Shares of Sprint jumped nearly 11% this morning after the carrier posted its first quarterly profit in three years and added 88,000 net postpaid subscribers. But the carrier shed very little light on prospects for a potential tie-up with another major player.
Verizon, AT&T and T-Mobile all posted generally strong quarters last week, and some investors feared those gains may have come at the expense of the nation’s smallest wireless carrier, which was the last to report. But Sprint’s results were largely in line, with most financials beating analysts’ expectations while subscriber growth fell a bit shy of consensus estimates.
While its figures may not have been spectacular, they clearly helped to calm investors’ nerves—a feat the carrier failed to achieve in its prior quarter.
Net income came in at $206 million, marking a significant improvement over the $302 million net loss it posted during the same period a year ago. CEO Marcelo Claure credited the company’s ongoing cost-cutting initiatives, which have seen Sprint slash spending by nearly $4 billion over the last nine quarters.
“Sprint reached an important milestone this quarter by returning to profitability for the first time in three years,” Claure said in the earnings release. “This represents the progress of a turnaround journey that has delivered improvements in postpaid phone and prepaid customer growth, a return to top-line growth and a significantly transformed cost structure.”
Here’s a closer look at some other key metrics from Sprint’s quarterly earnings report.

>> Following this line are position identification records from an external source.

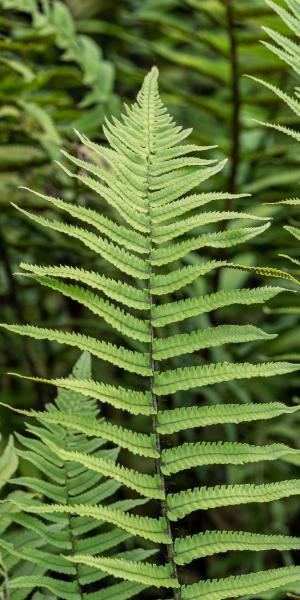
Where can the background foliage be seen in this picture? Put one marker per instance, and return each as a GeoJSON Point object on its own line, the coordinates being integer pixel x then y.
{"type": "Point", "coordinates": [64, 65]}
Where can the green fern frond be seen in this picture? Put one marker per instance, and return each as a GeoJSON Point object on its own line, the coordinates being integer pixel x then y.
{"type": "Point", "coordinates": [152, 575]}
{"type": "Point", "coordinates": [236, 587]}
{"type": "Point", "coordinates": [213, 542]}
{"type": "Point", "coordinates": [149, 178]}
{"type": "Point", "coordinates": [169, 382]}
{"type": "Point", "coordinates": [179, 419]}
{"type": "Point", "coordinates": [197, 454]}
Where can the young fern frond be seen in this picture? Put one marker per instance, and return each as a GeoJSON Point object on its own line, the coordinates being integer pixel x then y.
{"type": "Point", "coordinates": [288, 51]}
{"type": "Point", "coordinates": [50, 545]}
{"type": "Point", "coordinates": [148, 180]}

Subscribers: Sprint enjoyed its eighth consecutive quarter of postpaid phone net additions, and its total net additions of 61,000 included postpaid net losses of 39,000, prepaid net additions of 35,000, and wholesale and affiliate net adds of 65,000. Postpaid phone churn came in at 1.5%, and total postpaid churn was 1.65%. Verizon’s launch of an unlimited data plan hurt Sprint’s subscriber numbers during the quarter, Claure conceded, but Sprint added 115,000 new customers in July as the market calmed. “Every time a new carrier launches a new promotion or changes the way they do business… that automatically causes the market to shift,” he said. “Now things are back to normal…. The market has gone back to what we’re used to in the last couple of years.”
Financials: Total revenue of $8.16 billion edged past the $8.13 billion predicted by Wells Fargo Securities analysts, and while wireless service revenue was down 6.2% year over year to $5.72 billion, it beat Wells Fargo’s estimate of $5.7 billion. Net income of 5 cents per share significantly beat average estimates of a net loss of 1 cent per share, according to Thomson Reuters I/B/E/S.
Potential M&A: Claure was understandably coy about which company—or companies—Sprint might be most likely to partner with, saying multiple times that the carrier has “plenty of options.” He also maintained Sprint can be sustainable as a standalone company, but he made it clear the carrier is eagerly pursuing a tie-up with a variety of players. And while Charter recently said it “has no interest in acquiring Sprint,” Claure said that offer was never on the table—perhaps leaving the door open for some other kind of arrangement with the cable operator.
Summary: Sprint’s modest postpaid phone gains and its impressive financial turnaround notwithstanding, the nation’s No. 4 carrier still faces huge challenges as the industry prepares to enter the 5G era. Sprint owes billions in debt that will come due over the next several years, which will severely limit its ability to leverage its valuable pile of 2.5 GHz spectrum. But striking a deal with a deep-pocketed partner has become much more difficult over the last two years as Sprint has seen its stock rise.
“We observed last quarter that we’ve never in our careers encountered a company whose financial reports, on an as-reported basis, make it as difficult to discern underlying trends (although, to be fair, the entire wireless sector is problematic on this score),” Craig Moffett of MoffettNathanson wrote in a note to investors. “Unfortunately, it is precisely these distortions that make M&A so difficult. Our skepticism about Sprint’s deal-making has nothing to do with Sprint’s intrinsic attractiveness; its subscriber base is inherently appealing to anyone wanting scale, and its spectrum trove of 2.5 GHz spectrum really does have incremental value. The problem is simply Sprint’s excessive valuation.”